Hello there! Our names are Eva and Joanna and we're participants from the 2021-2022 cohort of YouthToSea! Our project was to compare the types and amounts of plastics we collected on our shoreline clean ups and to help promote a circular economy
We got the opportunity through YouthToSea to collaborate with Plastic Oceans Foundation Canada and their circular economy team. A circular economy is a model of production and consumption that involves sharing, reusing, recycling, and repairing existing materials for as long as possible. In this way the cycle of products is extended. This helps to reduce environmental pollution. We cleaned up shorelines, collected data, and learned about recycling, repurposing, and renewing products for a refurbished purpose. The data included all types of items, brands, materials, plastic types, and weight. This data will be tracked and utilized for future educational resources such as grant applications to influence policy change. The shoreline cleanup involved collecting polyethylene plastics such as plastic water bottles, bags, and soft plastics. We also sorted various amounts of garbage that we found, and after we sorted everything, we shipped the plastic to the Langley Recycling Center where they can repurpose the plastics into new consumer products. This will transform ocean waste into new and innovative products.

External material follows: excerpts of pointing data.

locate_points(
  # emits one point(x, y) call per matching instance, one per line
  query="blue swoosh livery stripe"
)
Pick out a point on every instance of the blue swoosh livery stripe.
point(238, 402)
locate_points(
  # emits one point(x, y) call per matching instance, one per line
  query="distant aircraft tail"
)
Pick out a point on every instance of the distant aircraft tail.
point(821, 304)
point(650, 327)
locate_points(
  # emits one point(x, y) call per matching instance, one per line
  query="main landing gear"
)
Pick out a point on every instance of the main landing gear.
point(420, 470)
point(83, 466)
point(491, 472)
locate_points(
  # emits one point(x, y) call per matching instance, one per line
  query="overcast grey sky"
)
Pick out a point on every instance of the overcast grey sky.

What was your biggest challenge?
Our biggest challenge was motivating our peers to participate in a shoreline cleanup and finding a day and time that worked for all our participants. It was important to us that we were able to find a day and time that worked for everyone as we wanted to give everyone the opportunity to make a difference. It required us planning the shoreline clean-ups far in advance, and by giving ourselves time to plan it made it easier to follow a set schedule.

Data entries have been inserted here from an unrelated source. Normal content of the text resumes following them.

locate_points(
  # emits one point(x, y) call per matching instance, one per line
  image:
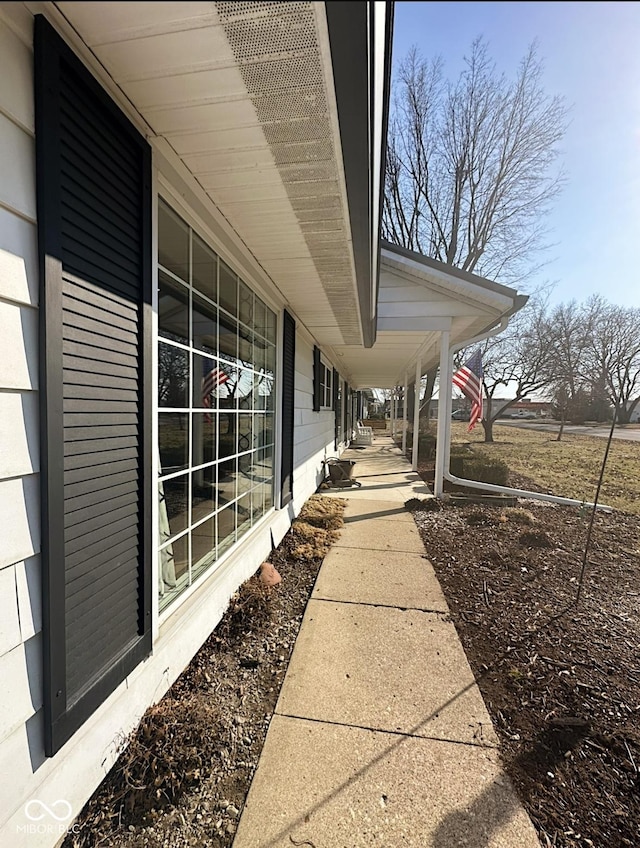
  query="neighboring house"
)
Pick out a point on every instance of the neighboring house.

What was your most valuable takeaway?
Our most valuable take away was observing the lack of concern people have especially during the pandemic regarding environmental pollution. By organizing two shoreline cleanups, months apart, there was about the same amount of waste along the beaches. However, by cleaning up our beaches we are still providing a small change in the consumption of ocean waste. One of the major benefits of organizing beach clean-ups is that it brought a lot of people face-to-face with the reality of plastic pollution. By organizing these shoreline clean-ups, our participants can physically see the quantity of plastic littering the beach and have a greater understanding of the effort required to remove plastic from the marine system – having had to pick up the trash themselves.